Fake GitHub / GitLab developer account security phishing — impersonates GitHub, GitLab, Bitbucket, or npm claiming unauthorized access, account compromise, or suspended account — driving to a credential-harvest page that captures developer credentials giving access to SSH keys, API tokens, private repos, and CI/CD secrets; Proofpoint 2024: GitHub is the most impersonated developer platform brand; phishing surged 250% after 2023 credential-stuffing campaigns targeting OSS maintainers

fake-github-gitlab-developer-account-security-phish

What this tier means

High-confidence threat indicator — phishing, impersonation, BEC, or scam pattern. Strong contributor to the trash decision.

How Gorganizer detects this

Phishing emails impersonating GitHub, GitLab, Bitbucket, or npm claiming that the developer's account has been accessed without authorization, suspended, or compromised — driving to a credential-harvest page that captures the developer's login credentials, giving the attacker access to SSH keys, personal access tokens, private repositories, CI/CD pipeline secrets, and npm publish rights. Key facts: (1) Proofpoint 2024: GitHub is the most impersonated developer platform brand in email phishing campaigns; phishing targeting developer accounts surged 250% in the months following major 2023 credential-stuffing campaigns that leaked developer credentials from multiple breached services; (2) Developer accounts are uniquely high-value targets: a single GitHub account may control SSH keys to production servers, personal access tokens with repo-write and packages-publish scope, private repos containing proprietary code and infrastructure secrets, Dependabot configurations with access to CI/CD tokens, and npm packages downloaded millions of times per week by other developers — supply chain attack potential is enormous; (3) The "account compromised" pretextual hook is highly effective for developers, who are security-aware enough to act on security alerts but busy enough to click quickly without verifying the sender domain; the emails mimic GitHub's exact email format, typography, and "Review the recent sign-in" CTA structure; (4) Legitimate GitHub, GitLab, and Bitbucket security notifications arrive only from their verified domains (noreply@github.com, gitlab.com, bitbucket.org) and link directly to the platform's security settings — they never direct users to third-party verification pages or request password re-entry outside the official domain.
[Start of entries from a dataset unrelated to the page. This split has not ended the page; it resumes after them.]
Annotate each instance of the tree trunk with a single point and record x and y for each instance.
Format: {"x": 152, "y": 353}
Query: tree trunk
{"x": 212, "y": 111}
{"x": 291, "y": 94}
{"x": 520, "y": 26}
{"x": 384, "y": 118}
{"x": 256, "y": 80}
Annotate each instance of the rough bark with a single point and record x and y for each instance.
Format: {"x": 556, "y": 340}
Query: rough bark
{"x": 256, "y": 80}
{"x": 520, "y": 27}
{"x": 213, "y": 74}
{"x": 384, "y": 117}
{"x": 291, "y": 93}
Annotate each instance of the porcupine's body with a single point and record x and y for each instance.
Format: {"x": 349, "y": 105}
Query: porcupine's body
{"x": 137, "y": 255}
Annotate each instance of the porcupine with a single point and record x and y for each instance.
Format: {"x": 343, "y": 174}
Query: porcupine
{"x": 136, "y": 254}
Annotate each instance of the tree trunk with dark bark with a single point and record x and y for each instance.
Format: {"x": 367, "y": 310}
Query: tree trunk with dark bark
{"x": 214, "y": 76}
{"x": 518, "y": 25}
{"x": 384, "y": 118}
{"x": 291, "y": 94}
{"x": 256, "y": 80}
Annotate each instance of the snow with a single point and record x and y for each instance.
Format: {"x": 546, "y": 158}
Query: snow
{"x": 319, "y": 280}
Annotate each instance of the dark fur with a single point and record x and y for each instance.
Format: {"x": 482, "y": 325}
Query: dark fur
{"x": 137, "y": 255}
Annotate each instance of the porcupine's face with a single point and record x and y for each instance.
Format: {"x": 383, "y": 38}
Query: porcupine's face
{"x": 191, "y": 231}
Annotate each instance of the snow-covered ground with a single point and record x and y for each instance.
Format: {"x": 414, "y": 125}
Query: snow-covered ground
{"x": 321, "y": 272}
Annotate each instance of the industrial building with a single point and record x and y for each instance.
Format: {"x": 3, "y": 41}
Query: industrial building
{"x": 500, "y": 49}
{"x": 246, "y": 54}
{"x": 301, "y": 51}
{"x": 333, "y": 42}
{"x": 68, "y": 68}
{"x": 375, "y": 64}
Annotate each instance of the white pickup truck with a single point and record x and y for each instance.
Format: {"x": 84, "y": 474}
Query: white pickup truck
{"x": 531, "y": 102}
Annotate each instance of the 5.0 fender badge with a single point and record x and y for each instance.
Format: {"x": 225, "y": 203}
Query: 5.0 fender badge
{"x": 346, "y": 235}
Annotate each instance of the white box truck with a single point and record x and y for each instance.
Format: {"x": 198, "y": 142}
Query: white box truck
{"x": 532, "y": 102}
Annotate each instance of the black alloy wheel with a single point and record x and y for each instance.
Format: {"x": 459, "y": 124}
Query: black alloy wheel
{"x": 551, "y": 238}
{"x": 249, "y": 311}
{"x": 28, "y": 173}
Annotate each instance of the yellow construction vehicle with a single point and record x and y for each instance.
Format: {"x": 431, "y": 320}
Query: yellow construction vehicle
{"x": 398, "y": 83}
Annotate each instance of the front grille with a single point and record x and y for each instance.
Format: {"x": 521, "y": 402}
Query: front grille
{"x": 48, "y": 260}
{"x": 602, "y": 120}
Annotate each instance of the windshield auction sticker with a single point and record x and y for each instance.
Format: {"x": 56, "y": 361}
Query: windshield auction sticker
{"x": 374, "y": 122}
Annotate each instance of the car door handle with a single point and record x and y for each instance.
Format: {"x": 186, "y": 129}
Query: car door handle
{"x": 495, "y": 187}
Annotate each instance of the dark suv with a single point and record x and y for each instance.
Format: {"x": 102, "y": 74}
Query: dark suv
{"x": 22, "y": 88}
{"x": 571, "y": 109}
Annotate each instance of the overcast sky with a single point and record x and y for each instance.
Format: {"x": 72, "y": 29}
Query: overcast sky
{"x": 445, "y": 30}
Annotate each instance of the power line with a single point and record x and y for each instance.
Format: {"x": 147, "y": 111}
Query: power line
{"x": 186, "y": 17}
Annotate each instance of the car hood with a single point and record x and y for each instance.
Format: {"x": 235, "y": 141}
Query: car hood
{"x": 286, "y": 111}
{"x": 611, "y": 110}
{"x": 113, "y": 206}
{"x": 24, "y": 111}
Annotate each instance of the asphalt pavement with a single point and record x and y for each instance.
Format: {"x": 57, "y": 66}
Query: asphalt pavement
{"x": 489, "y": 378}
Warning signs: sender not github.com, gitlab.com, bitbucket.org, or npmjs.com; urgency about account deactivation or repository loss; link to non-official credential page; no reference to specific recent security events, commit history, or SSH key fingerprint.

False-positive guard

Every signal in Gorganizer feeds a multi-module score — never a sole verdict. This is a threat-tier signal — it adds a strong contribution to the trash score. The full pipeline still requires convergence across multiple modules + a margin over the safety floor before deletion happens, and Gmail's trash (30-day recovery) is always used — never permanent delete.

About the scoring engine

Gorganizer's scoring engine emits over 1,800 signals across six modules — headers, sender, subject, body, attachments, and structural metadata. Every email is scored by every module independently; the final verdict requires multiple modules to agree and the trash score to beat the safety floor by a margin.

Sacred safety guards — never delete starred emails, replies, calendar invites, receipts/invoices, or attachments — apply unconditionally regardless of any signal.